The research was conducted by James Macinko, assistant professor of public health in NYU’s Department of Nutritition, Food Studies, and Public Health; Frederico C. Guanais, a doctoral student at NYU’s Robert F. Wagner Graduate School of Public Service; and Maria de Fátima Marinho de Souza, director of the Epidemiologic Analysis Unit at Brazil’s Ministry of Health and a medical school faculty member at the universities of São Paulo and Cuiabá.

Brazil’s Family Health Program is the main government effort to improve primary health care by providing a comprehensive range of preventive and curative health care services delivered by a team composed of one physician, one nurse, a nurse assistant, and several community health workers. The team is responsible for the care of all families in a specific geographic area, usually consisting of about 3,500 people per team. The program’s ultimate aim is to achieve universal access to primary care for all citizens. To measure its impact, the researchers began collecting a variety of health data, from all 27 Brazilian states, beginning in 1990 and ending in 2002, the most recent period for which reliable data were available.

During this 13-year period, the country’s infant mortality rate (IMR) declined from 49.7 to 28.9 per 1,000 live births. During the same period, Family Health Program coverage increased from 0 to 40 percent of the population (about 70 million people).
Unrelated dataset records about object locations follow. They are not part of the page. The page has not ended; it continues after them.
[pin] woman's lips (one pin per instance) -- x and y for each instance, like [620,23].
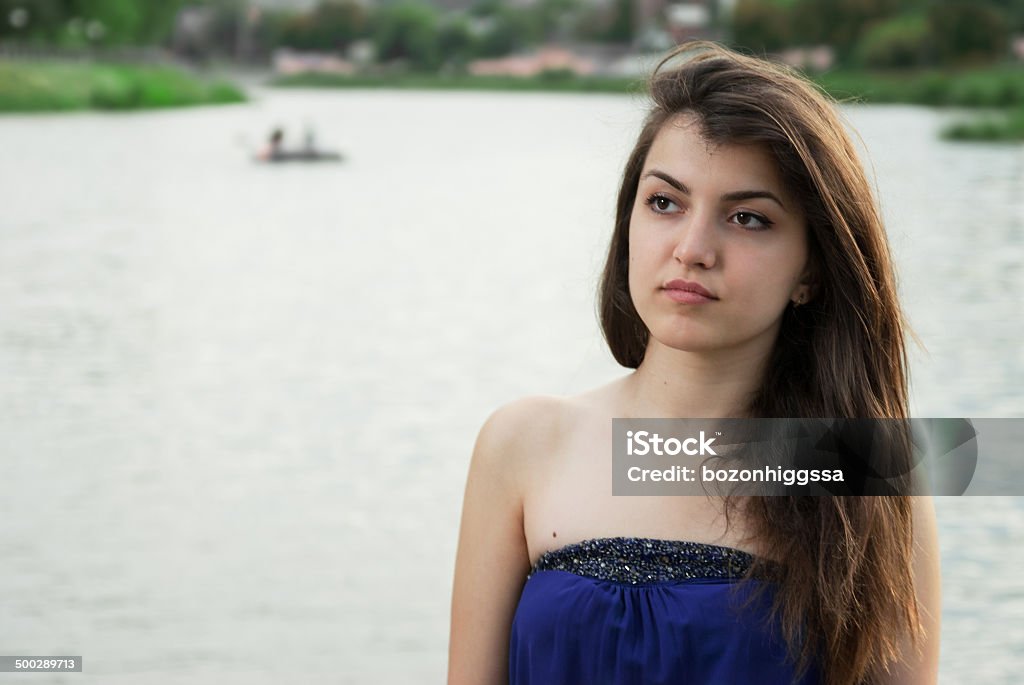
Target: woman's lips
[686,296]
[687,292]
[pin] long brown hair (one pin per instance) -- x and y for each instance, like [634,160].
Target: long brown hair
[844,584]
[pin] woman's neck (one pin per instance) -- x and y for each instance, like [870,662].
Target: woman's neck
[672,383]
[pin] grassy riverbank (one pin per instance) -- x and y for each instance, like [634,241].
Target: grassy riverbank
[1008,126]
[997,86]
[556,81]
[1000,87]
[57,86]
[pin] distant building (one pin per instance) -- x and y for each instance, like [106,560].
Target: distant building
[545,59]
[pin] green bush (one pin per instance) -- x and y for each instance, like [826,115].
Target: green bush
[899,42]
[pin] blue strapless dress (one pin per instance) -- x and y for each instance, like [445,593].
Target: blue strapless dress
[624,610]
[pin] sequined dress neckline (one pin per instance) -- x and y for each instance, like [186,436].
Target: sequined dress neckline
[643,560]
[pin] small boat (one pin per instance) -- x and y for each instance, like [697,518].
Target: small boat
[300,156]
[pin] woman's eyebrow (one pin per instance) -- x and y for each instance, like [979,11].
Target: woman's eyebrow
[728,197]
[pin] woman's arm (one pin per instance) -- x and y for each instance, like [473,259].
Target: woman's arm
[493,561]
[923,668]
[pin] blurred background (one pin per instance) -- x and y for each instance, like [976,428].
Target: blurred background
[241,375]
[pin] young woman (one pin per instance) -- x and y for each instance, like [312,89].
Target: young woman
[749,275]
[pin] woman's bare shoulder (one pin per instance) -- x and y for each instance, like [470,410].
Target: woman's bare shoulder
[541,424]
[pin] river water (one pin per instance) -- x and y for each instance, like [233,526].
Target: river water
[238,401]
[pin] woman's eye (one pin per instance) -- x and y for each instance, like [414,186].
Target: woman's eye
[752,221]
[660,204]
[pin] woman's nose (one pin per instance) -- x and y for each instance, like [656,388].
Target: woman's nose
[696,243]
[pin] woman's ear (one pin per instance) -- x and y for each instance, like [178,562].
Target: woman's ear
[807,287]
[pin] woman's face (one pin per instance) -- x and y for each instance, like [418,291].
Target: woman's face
[719,221]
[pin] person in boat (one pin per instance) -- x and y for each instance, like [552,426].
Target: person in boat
[748,275]
[273,147]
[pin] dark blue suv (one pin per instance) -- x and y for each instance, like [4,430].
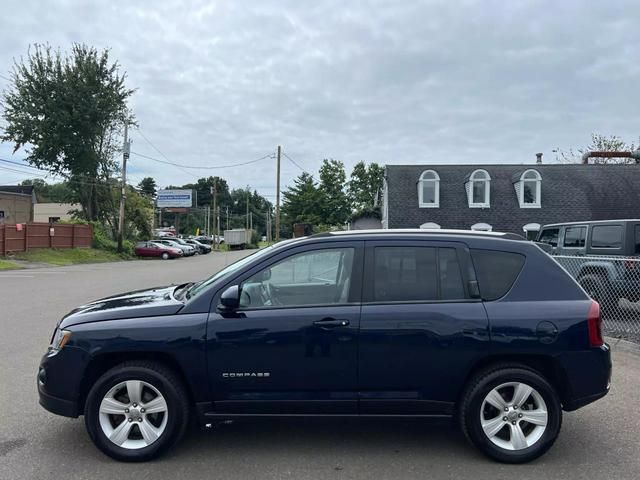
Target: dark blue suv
[484,328]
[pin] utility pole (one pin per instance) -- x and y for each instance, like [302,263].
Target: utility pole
[218,225]
[125,155]
[268,227]
[247,219]
[214,191]
[206,219]
[278,196]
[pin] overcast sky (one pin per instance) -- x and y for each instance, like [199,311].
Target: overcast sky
[222,82]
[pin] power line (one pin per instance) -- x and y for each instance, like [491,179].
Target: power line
[19,164]
[162,154]
[203,168]
[296,163]
[15,170]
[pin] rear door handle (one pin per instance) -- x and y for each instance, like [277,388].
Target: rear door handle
[331,323]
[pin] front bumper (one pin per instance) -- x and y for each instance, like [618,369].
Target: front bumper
[59,406]
[59,378]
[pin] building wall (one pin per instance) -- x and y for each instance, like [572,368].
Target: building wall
[366,223]
[569,193]
[17,208]
[43,211]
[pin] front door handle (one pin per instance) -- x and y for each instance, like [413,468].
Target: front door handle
[331,323]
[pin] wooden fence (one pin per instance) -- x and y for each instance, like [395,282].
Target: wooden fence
[28,236]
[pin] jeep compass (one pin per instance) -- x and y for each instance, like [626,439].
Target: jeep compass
[484,328]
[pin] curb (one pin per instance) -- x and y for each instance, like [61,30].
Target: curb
[623,345]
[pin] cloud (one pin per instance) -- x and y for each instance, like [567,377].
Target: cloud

The analyses showed that a 10-percent increase in Family Health Program coverage was independently associated with a 4.5-percent decrease in IMR-in other words, for every 10 percent of the population with access to the program, the researchers found a 4.5-percent additional decline in IMR than was observed in areas without program coverage.

The researchers used a study design that measured, over time, changes in health data by state. They also employed fixed effects analyses to control for state-level characteristics (such as cultural practices and regional differences in infrastructure) that might influence study results. The impact of the family health program was found to be consistent even after controlling for other health determinants, such as socioeconomic conditions (access to adequate water supply, adequate sanitation, and per capita income), women’s development indicators (illiteracy, fertility rate), and health services indicators (the availability of physicians, nurses, and hospital beds).

In spite of the robust nature of the findings, the researchers cautioned against overstating the impact of Brazil’s Family Health Program, noting that it was an important, but not unique, contributor to reduced infant mortality rates in Brazil.

This is because they found other factors that influenced the country’s infant mortality rates: improving water access by 10 percent was associated with a 3 percent reduction in IMR and availability of hospital beds was associated with a much more modest 1.35 percent reduction. Notably, female illiteracy was the most important determinant of infant mortality: decreasing female illiteracy by 10 percent could reduce IMR by as much as 16 percent—a greater amount than all other variables combined.

The policy recommendations were that Brazil’s comprehensive, multi-sectorial approach to promoting child health, with the family health program at its center, was an effective means of improving child survival in Brazil.

The study was supported by the NYU’s Steinhardt School of Education, the Brazilian Ministry of Health, and the National Council for Research and Development of Brazil.